The answers to these questions will point toward the level of sound absorption and/or noise blocking required for each space.
Most spaces require at least some level of sound absorption, which helps control background noise and quiets the room. Key indications that a high level of sound absorption is necessary include activities requiring occupants to focus or concentrate, larger numbers of occupants, spaces with a lot of hard surfaces, and occupants with impaired hearing.
Noise blocking, on the other hand, limits the amount of noise leaking into adjacent rooms, and it’s not always necessary — particularly in open spaces. Situations that demand noise blocking include performance activities, activities or events involving one speaker communicating to a large group, a need to maintain privacy or confidentiality, and adjacent spaces that require peace and quiet.
Matching the panel to the performance
Once the type and level of acoustic performance for a space has been determined, the next step is to identify the ceiling panels that meet those criteria. The key pieces of information that indicate the acoustic performance of a ceiling panel are the Noise Reduction Coefficient (NRC), the Ceiling Attenuation Class (CAC) and the material composition of the panel.
Sound absorbing panels: NRC rating indicates the level of sound absorption provided by a panel and is calculated by averaging how much sound it absorbs at four different frequencies. This figure is commonly represented as a decimal between 0.00 (no absorption at all) and 1.00 (complete absorption), rounded to the nearest 0.05. The highest levels of sound absorption are typically achieved with fiberglass panels.
For maximum sound absorption, look for products with NRC 0.90 – 1.00. These are typically high-density fiberglass panels or composite panels with a fiberglass face. However, technologies have progressed to the point that even mineral fiber panels can achieve NRC ratings in the 0.75 – 0.80 range.
Examples of spaces requiring high levels of sound absorption include open offices, cafeterias and dining areas, libraries, and waiting areas.

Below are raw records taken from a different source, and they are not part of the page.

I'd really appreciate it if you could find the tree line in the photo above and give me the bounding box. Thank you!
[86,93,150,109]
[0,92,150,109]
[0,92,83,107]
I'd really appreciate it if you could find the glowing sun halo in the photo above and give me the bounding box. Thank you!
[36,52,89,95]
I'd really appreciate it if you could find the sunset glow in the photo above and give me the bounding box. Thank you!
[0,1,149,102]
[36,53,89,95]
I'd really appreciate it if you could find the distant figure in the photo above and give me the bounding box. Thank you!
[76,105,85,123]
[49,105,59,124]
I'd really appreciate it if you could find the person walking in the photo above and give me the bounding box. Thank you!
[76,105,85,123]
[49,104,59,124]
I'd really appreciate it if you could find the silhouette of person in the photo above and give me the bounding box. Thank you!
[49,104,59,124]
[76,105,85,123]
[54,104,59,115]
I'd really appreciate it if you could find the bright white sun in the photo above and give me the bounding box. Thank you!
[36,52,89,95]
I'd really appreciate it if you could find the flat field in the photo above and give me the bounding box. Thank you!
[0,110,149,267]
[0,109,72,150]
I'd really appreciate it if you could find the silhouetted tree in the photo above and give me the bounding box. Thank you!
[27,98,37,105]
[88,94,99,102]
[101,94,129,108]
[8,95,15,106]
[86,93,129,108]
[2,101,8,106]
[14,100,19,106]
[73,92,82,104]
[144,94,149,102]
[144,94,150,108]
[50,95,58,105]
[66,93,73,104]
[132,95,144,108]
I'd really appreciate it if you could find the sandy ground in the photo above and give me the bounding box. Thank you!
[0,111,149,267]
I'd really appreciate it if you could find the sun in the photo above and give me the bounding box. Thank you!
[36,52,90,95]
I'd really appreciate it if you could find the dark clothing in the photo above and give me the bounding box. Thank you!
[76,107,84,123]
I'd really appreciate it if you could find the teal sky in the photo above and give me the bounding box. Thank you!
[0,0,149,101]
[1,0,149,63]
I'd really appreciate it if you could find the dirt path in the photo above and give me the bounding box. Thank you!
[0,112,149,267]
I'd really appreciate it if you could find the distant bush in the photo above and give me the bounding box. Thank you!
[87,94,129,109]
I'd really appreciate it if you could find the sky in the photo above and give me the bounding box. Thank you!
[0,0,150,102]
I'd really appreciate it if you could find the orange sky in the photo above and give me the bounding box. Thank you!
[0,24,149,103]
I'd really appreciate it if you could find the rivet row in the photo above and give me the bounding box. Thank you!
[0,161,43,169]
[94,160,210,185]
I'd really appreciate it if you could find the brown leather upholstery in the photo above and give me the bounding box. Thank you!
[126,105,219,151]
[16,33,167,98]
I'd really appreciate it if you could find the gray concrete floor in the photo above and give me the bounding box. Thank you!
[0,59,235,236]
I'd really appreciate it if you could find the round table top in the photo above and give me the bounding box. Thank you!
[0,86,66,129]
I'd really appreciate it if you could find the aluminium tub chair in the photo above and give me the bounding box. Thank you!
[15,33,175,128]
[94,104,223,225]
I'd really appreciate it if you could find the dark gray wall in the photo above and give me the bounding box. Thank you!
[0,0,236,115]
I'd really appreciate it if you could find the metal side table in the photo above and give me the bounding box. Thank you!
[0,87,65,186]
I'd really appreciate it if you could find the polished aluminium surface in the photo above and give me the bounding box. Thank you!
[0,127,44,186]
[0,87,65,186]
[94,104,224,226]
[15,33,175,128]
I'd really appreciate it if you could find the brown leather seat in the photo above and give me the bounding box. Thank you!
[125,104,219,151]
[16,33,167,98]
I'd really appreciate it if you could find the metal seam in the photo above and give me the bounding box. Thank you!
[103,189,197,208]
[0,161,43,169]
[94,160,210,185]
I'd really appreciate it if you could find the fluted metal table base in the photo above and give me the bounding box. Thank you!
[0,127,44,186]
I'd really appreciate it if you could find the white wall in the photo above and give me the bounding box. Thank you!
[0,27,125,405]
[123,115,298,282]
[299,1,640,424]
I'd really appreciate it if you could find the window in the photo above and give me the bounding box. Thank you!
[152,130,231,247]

Noise blocking panels: NRC is important, but it tells us nothing about a panel’s noise blocking capabilities. For that, you must look at CAC. This is the measurement of the ceiling’s ability to inhibit sound transmission between two rooms separated by a ceiling-height partition, which is key for spaces that require speech privacy.
“Separated by a ceiling-height partition” is an important distinction. High CAC products are not typically required for projects where the wall assemblies are built to deck, such as school classrooms and corridors. In these instances, the wall assembly itself performs the sound blocking function.
Maximum noise blocking is indicated by CAC of 40 or higher. Anything above 35 is considered high performance. These are typically mineral fiber panels, gypsum panels, or composite panels with a mineral fiber or gypsum backing.
Spaces requiring high levels of noise blocking include healthcare exam and procedure rooms, executive and HR offices, conference rooms, and auditorium or performance spaces.
Striking the right balance
Creating a comfortable environment for building occupants is the goal of design. And thanks to the variety acoustic ceilings panels there are more options than ever before. However, since the choice of ceiling panel can have a dramatic impact on the design of a space and the experience of its occupants, it’s more important than ever to understand the benefits of targeting the acoustic performance to the space.
Fortunately, there are product collections available that offer a wide range of acoustic performance specifications – from maximum absorption without blocking to maximum blocking with standard absorption to a balance of both – all with a consistent visual. Such collections provide the opportunity to create commercial spaces with optimal acoustic performance without compromising the design vision or the project’s budget.